Le relevé de compte conforme aux prescriptions légales constitue une preuve suffisante de la créance bancaire en l'absence de preuve contraire du débiteur (CA. com. Casablanca 2024)
Le relevé de compte bancaire conforme aux prescriptions légales constitue une preuve suffisante de la créance bancaire, sauf preuve contraire du débiteur.
Points clés
- Le relevé de compte est une preuve suffisante de créance bancaire.
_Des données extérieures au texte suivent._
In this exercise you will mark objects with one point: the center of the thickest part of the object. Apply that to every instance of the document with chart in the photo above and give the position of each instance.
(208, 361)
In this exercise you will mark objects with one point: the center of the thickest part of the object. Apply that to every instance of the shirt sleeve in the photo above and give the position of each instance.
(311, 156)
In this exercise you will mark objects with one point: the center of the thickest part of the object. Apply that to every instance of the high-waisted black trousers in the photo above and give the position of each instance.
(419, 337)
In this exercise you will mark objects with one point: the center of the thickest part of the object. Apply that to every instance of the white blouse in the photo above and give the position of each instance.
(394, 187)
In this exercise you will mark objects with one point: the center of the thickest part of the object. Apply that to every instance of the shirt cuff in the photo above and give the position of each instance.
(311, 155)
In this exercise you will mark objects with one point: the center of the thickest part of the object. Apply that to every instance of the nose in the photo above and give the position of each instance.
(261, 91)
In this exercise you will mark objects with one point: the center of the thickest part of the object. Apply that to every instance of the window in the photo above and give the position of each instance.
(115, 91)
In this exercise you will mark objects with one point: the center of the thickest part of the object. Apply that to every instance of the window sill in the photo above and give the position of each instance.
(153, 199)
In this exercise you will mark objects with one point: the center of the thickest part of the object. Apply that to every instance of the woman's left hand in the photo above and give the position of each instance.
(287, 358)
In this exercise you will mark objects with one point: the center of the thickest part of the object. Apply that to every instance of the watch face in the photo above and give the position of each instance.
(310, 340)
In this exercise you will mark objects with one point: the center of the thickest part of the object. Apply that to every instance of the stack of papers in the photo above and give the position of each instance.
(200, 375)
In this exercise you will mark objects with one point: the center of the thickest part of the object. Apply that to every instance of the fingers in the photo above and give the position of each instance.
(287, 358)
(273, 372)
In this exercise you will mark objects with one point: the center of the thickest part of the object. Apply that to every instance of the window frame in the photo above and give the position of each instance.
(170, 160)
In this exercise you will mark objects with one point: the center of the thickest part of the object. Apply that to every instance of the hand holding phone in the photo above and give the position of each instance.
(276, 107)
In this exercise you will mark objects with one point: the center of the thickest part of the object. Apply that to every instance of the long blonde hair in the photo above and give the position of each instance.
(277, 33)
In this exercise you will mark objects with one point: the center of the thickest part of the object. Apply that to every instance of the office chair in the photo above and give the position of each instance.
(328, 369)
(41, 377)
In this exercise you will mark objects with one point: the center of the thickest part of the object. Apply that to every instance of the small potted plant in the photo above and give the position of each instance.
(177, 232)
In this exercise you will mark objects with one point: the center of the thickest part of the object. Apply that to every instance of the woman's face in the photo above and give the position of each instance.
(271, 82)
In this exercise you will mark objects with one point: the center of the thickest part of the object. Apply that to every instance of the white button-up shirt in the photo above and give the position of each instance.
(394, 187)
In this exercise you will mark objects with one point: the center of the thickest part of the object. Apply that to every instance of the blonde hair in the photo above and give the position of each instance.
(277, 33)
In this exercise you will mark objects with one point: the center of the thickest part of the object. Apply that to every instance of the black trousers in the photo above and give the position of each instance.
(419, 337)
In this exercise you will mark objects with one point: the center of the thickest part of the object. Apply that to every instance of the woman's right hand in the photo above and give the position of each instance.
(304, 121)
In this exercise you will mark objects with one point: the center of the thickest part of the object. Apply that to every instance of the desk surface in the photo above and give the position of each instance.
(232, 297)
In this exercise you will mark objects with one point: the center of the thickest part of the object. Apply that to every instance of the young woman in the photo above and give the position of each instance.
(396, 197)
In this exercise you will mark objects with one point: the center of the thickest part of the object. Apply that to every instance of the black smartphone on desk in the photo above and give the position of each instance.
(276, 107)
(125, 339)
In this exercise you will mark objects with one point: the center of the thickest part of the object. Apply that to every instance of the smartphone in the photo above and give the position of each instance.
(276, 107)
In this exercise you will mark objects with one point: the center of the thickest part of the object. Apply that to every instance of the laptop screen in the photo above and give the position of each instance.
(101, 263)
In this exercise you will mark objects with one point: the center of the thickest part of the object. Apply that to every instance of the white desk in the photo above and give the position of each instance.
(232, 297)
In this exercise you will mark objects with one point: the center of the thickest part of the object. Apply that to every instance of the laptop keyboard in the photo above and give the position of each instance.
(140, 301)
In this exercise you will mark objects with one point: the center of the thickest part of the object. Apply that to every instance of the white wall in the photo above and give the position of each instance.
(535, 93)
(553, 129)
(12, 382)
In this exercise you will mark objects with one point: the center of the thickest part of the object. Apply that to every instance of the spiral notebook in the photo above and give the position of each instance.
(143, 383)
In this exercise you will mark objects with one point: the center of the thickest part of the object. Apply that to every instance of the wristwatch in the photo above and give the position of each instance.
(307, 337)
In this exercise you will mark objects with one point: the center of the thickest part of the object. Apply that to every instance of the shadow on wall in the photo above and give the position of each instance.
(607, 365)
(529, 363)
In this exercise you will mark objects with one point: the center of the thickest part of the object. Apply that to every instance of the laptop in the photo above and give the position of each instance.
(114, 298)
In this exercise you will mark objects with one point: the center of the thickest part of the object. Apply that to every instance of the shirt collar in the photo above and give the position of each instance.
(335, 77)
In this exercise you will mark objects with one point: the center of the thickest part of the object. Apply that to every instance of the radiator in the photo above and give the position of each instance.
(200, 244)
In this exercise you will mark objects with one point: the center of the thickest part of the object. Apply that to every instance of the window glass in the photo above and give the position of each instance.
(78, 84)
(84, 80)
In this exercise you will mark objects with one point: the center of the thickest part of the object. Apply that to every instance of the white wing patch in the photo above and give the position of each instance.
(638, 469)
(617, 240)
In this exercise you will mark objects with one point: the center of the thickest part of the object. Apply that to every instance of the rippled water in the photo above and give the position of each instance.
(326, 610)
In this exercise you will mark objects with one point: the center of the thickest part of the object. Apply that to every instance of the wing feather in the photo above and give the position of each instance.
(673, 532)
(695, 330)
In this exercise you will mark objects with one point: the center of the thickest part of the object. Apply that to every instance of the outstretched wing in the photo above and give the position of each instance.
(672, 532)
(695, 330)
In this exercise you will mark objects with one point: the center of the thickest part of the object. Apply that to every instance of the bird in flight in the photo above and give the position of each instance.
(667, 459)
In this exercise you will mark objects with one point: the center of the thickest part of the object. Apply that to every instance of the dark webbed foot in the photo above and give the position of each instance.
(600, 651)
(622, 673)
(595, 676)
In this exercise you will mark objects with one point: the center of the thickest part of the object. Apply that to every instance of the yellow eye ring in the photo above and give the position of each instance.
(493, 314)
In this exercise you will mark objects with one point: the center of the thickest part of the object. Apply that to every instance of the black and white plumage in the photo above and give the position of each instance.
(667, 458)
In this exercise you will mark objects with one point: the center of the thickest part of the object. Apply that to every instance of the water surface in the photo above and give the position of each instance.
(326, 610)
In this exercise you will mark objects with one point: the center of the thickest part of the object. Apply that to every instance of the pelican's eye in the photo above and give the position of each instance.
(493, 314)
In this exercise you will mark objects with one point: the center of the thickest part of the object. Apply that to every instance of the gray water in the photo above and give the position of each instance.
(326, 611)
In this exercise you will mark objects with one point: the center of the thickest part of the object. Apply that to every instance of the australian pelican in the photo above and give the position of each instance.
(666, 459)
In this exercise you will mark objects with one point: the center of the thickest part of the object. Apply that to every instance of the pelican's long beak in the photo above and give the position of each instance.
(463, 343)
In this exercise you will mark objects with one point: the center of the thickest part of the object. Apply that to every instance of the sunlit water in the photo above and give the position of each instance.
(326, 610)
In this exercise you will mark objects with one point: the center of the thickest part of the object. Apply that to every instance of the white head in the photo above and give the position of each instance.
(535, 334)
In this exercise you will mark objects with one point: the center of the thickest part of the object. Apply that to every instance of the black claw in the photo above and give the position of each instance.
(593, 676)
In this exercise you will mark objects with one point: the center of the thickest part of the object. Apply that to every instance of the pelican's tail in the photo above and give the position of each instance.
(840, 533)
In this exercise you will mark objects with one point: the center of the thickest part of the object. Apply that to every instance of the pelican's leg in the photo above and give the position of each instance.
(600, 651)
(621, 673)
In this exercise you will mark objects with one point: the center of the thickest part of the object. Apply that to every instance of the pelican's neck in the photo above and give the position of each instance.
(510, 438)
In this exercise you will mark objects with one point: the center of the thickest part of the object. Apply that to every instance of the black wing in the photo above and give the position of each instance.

- La conformité légale du relevé est essentielle.
- Le débiteur doit apporter la preuve contraire.
Résumé
Cette décision de la Cour d'appel de commerce de Casablanca établit que le relevé de compte bancaire, lorsqu'il respecte les prescriptions légales, constitue une preuve suffisante et valide de l'existence d'une créance bancaire. La charge de la preuve est ainsi inversée : il appartient au débiteur de prouver le contraire pour contester la créance. Cette jurisprudence renforce la valeur probante des documents bancaires réguliers dans les litiges commerciaux.
Texte
Saisi d'un appel contre un jugement condamnant solidairement une société débitrice et sa caution au paiement du solde d'un compte courant, la cour d'appel de commerce se prononce sur la compétence matérielle et la prescription en matière de crédit bancaire. Le tribunal de commerce avait fait droit à la demande de l'établissement de crédit. L'appelant soulevait l'incompétence du juge commercial au profit du juge civil, arguant de la nature consumériste des prêts, ainsi que la prescription quinquennale de l'action et l'irrégularité des relevés de compte. La cour écarte l'application du droit de la consommation, dès lors que les crédits ont été octroyés pour les besoins de l'activité professionnelle de l'emprunteur et non pour un usage personnel ou familial. Elle retient ensuite que le point de départ de la prescription quinquennale prévue à l'article 5 du code de commerce court non pas de la date d'octroi des prêts, mais de la date de clôture du compte rendant la créance exigible. La cour juge enfin que les relevés bancaires produits, conformes aux exigences de l'article 492 du code de commerce, ont pleine force probante en l'absence de preuve contraire rapportée par le débiteur. Le jugement est par conséquent confirmé en toutes ses dispositions.